The horror of this world. I once read something about Cézanne’s youth. Now, he was sensitive to horror, but you wouldn’t guess it from his later canvases. His early painting is violent, obsessive, sarcastic, grotesque, hostile to sexuality. One should remember that sex, like death, introduces a true, pitiless measure into a sphere where the deceptive colors of mellowness somehow manage to hang on. I am thinking of the Marquise Brie-Serrant and her daughter from my poem about the little town of Pornic. “Drunken men punished them for their pride.” To have their thighs forced apart and a revoltingly alien organ stuffed into their virginal vagina has been the fate, after all, of innumerable women from time immemorial.

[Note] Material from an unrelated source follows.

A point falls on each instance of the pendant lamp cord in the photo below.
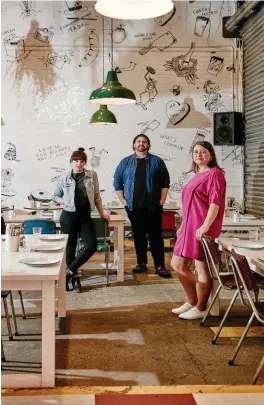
(112, 46)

But the reverse is true, too—the terror experienced by innumerable young lads when confronted by the rapacious, perhaps toothed, maw of the female genitalia.
Whenever I see a daddy longlegs spider moving across a smooth floor on its long legs, or recall the dreamy but ominous movement of a snake as it coils, I think about my own death. To abandon this earth, sever my ties with it? How should I do this? How many more illnesses, or the slow ebbing of my strength, still await me? It’s better not to write about horror and to be satisfied that somehow or other I have isolated myself from it by praising tangible forms in spite of it, just like the mature Cézanne.